熱の違い
「ちょっと笹さん、面、貸しなさい」
高田が若宮と二人で密談した後、彼女を部屋に送り届けた直後に、この国の王女殿下直々にこんなお誘いがあった。
この時点で嫌な予感しかしない。
「なんだよ? タイマンでも張ろうってのか?」
それは分が悪い。
戦力的な意味ではなく、立場的な意味で。
「話の結果次第ではそうなるかもしれないわね」
彼女から妙な迫力を感じる。
背後に鬼神が視えるような?
これはどう考えても、オレが断っても受け入れても理不尽な目に遭う気がした。
「分かった。どこで?」
「笹さんの部屋で良い。
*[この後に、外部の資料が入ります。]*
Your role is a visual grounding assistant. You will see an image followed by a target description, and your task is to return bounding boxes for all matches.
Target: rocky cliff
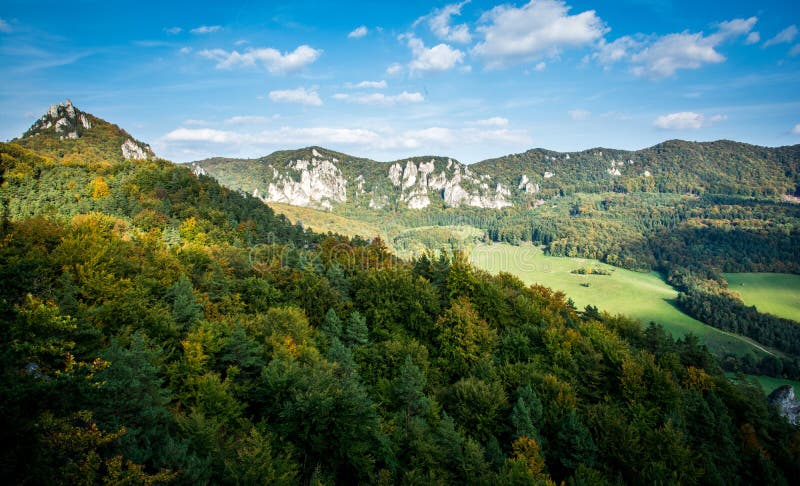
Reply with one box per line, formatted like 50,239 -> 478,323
13,99 -> 155,161
193,140 -> 800,210
192,147 -> 512,210
767,385 -> 800,425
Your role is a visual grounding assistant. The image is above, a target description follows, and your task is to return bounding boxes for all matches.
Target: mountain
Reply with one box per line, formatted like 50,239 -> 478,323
0,100 -> 315,249
191,147 -> 511,210
11,100 -> 155,162
191,140 -> 800,210
0,99 -> 800,485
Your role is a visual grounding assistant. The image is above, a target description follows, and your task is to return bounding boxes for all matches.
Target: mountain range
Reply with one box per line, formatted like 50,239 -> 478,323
191,140 -> 800,210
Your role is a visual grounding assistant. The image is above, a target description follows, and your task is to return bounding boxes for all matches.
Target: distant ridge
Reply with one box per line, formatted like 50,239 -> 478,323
11,99 -> 155,162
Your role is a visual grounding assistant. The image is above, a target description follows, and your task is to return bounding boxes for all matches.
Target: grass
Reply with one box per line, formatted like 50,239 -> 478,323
268,202 -> 388,241
268,202 -> 483,258
470,244 -> 766,357
725,273 -> 800,322
725,373 -> 800,395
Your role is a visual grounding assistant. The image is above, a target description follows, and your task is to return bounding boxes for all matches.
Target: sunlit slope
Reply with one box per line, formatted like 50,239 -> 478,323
470,244 -> 780,354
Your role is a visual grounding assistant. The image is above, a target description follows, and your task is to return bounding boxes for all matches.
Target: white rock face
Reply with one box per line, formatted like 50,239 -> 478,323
261,156 -> 347,210
120,138 -> 149,160
389,163 -> 403,187
406,187 -> 431,209
192,162 -> 208,178
517,174 -> 541,194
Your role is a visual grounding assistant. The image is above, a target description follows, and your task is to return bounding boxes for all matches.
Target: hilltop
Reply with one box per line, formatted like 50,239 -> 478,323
11,99 -> 155,162
191,140 -> 800,211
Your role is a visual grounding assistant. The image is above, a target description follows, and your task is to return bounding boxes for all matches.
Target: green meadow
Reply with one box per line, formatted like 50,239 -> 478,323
470,244 -> 780,355
725,273 -> 800,322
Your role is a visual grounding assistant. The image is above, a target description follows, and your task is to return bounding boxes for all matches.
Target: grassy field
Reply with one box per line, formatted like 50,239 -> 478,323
269,203 -> 483,258
269,203 -> 387,241
725,273 -> 800,322
725,373 -> 800,395
470,244 -> 776,356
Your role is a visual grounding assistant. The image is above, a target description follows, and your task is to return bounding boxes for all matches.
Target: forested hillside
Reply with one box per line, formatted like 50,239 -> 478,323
0,104 -> 800,485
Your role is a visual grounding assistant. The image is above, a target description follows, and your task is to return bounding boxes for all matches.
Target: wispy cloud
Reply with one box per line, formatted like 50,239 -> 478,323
413,0 -> 472,44
401,34 -> 464,73
344,80 -> 386,89
567,109 -> 592,121
225,115 -> 277,125
333,91 -> 425,106
198,45 -> 322,74
269,88 -> 322,106
592,17 -> 758,79
653,111 -> 728,130
189,25 -> 222,35
764,25 -> 798,47
347,25 -> 369,39
472,0 -> 608,69
472,116 -> 508,127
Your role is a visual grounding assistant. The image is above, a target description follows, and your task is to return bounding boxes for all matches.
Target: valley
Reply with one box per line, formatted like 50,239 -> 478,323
0,98 -> 800,484
470,244 -> 772,357
725,273 -> 800,323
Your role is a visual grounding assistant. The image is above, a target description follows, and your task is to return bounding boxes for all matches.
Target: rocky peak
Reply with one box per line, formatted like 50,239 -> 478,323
21,99 -> 155,160
767,385 -> 800,425
23,99 -> 92,140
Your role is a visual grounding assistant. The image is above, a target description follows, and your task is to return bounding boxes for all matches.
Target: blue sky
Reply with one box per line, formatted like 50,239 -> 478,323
0,0 -> 800,163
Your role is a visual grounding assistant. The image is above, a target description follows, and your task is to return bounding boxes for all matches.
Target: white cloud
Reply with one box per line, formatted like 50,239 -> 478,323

美味しい茶菓子を隠してそうだし」
「一国の王女殿下としては、その場所指定はどうなんだ?」
「や~ね~。そんなの今更でしょう?」
「……それもそうだな」
高田以上に常識が通じない相手だったことを思い出した。
それに、相手の領域に行くよりは、間借り中とはいえ、暫く生活している場所の方が動きやすそうだ。
そう思って、オレは了承することにした。
まあ、どうせ、面倒な話なのだろう。
****
「……で? 何の話だ?」
「笹さんが好きな人がいると聞いて」
「は?」
オレに?
恋愛的な意味なのだろうが、心当たりがない。
「でも、私は、笹さんって高田のことが好きだと思っていたのよ」
「……ちょっと、待て。お前ら、一体、何の話をしていやがった?」
「恋バナ」
わざわざオレに場を外させて、二人だけで話していたことがそんな内容だと思うと、力が抜けてしまう。
いや、その場にいて巻き込まれるよりは確かに良いのだけど。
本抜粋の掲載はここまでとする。